Continual learning systems face a fundamental geometric obstacle: as experience accumulates on a fixed-capacity manifold, covering numbers grow linearly with time, eventually forcing representational overlap and catastrophic interference. Prevailing approaches attack this problem by \emph{expansion} - projecting into higher-dimensional spaces via kernels, overparameterization, or replay. We argue the solution is the opposite: \emph{contraction}. We formalize abstraction as the \textbf{Urysohn Ladder}, a hierarchy of quotient maps that recursively collapse validated metric neighborhoods into compact tokens, converting unbounded ambient-space search into bounded navigation on a low-dimensional intrinsic scaffold. Geometrically, each collapsed token acts as a shortcut - a region of extreme metric contraction that bridges distant experiences, much like a wormhole in the representational manifold.
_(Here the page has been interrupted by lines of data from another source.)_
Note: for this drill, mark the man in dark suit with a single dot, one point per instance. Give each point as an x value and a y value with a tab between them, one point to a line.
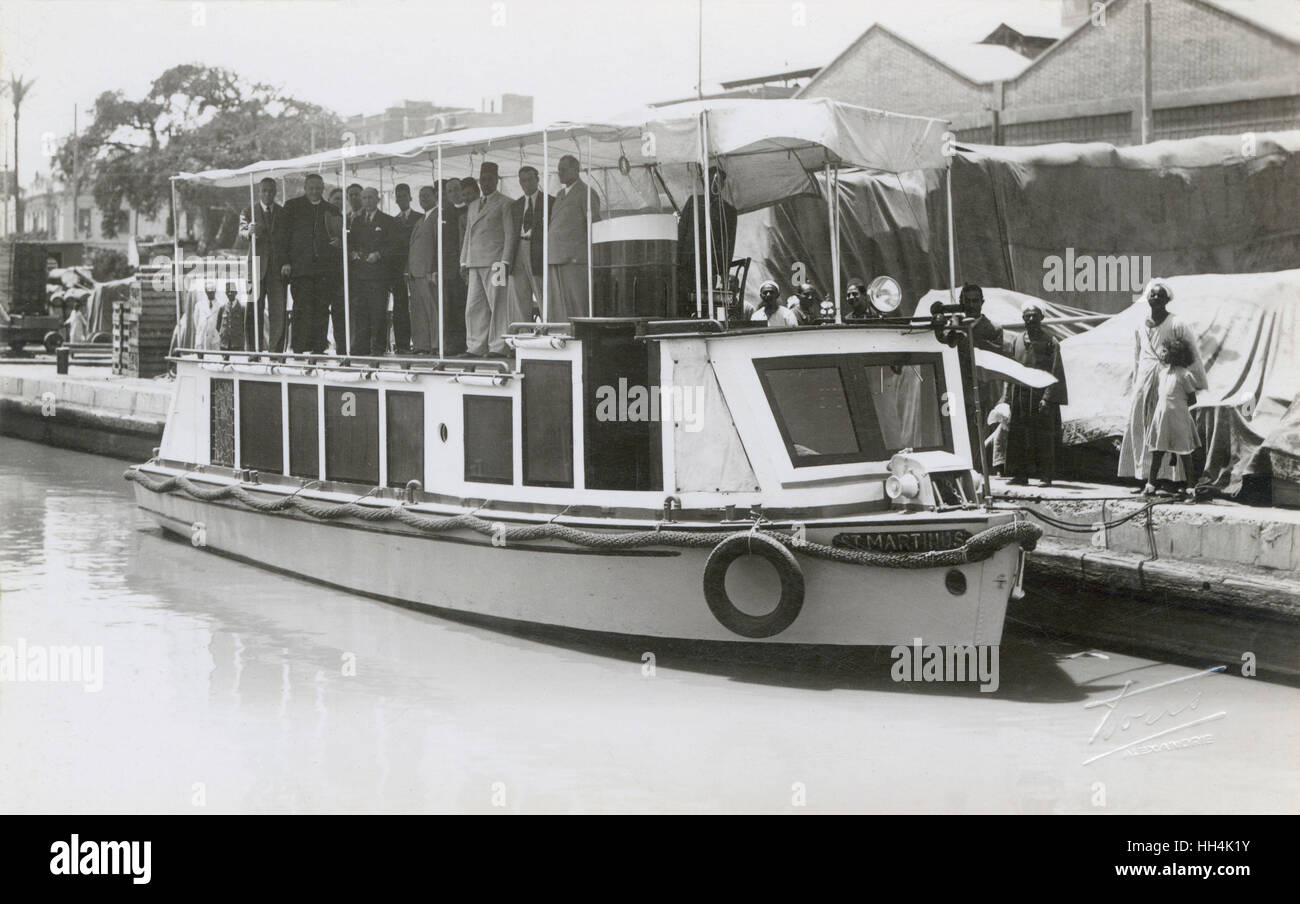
722	229
525	252
371	246
311	262
403	224
264	226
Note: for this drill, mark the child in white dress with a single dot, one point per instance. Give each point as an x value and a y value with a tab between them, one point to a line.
1171	428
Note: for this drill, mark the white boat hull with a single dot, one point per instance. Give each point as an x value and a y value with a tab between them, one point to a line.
654	592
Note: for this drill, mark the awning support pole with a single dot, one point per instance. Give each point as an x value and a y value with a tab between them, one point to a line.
347	310
590	295
442	277
709	230
546	229
176	250
832	202
952	251
255	265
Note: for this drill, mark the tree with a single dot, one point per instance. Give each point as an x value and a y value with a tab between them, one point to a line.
193	117
17	91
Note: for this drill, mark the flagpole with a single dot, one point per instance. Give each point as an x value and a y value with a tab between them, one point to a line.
546	228
347	311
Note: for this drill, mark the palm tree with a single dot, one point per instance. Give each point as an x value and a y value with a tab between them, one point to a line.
17	91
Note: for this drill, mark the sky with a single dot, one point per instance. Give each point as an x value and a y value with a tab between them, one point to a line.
576	57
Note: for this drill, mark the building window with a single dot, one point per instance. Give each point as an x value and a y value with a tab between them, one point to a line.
261	440
489	440
404	437
352	435
547	423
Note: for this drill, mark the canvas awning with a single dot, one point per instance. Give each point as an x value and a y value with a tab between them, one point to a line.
770	148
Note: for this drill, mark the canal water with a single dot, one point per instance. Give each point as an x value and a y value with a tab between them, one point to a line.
228	688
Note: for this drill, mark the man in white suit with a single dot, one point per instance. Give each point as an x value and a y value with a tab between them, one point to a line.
421	271
484	264
566	236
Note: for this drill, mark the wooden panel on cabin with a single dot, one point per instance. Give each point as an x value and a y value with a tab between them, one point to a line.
404	437
221	423
261	427
303	431
547	423
352	435
489	440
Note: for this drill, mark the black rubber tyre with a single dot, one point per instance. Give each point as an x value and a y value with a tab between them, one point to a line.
787	567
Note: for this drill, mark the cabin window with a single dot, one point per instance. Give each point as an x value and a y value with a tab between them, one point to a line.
547	423
489	440
261	441
404	437
221	423
840	409
303	431
352	435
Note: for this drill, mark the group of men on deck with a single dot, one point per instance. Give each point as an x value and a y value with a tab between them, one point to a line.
489	262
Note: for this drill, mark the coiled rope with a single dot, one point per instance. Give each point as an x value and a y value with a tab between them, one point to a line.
975	549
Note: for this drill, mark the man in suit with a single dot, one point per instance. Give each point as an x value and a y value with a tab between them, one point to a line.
489	230
722	229
421	272
264	226
454	288
371	249
311	262
525	252
403	223
566	236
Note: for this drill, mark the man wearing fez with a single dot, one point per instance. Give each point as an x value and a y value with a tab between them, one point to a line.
722	228
265	224
489	230
525	255
566	237
311	262
421	271
371	250
403	223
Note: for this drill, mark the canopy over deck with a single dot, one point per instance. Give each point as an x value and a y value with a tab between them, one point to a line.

We establish four results that collectively guarantee \emph{separability} (metric contraction renders nonlinearly entangled structure linearly separable at each quotient level, and this separability propagates faithfully through the entire hierarchy), \emph{bounded capacity} (covering numbers remain $O(1)$ per quotient level, independent of stream length), \emph{stability} (parity-partitioned flow/scaffold subspaces enable unbounded plasticity without catastrophic interference), and \emph{scalability} (inference cost scales with quotient distance, not ambient distance). We validate each claim empirically with pretrained models and real-world datasets. Moreover, we demonstrate the potential of Urysohn Ladder for scalable continual learning via scaffold amortization.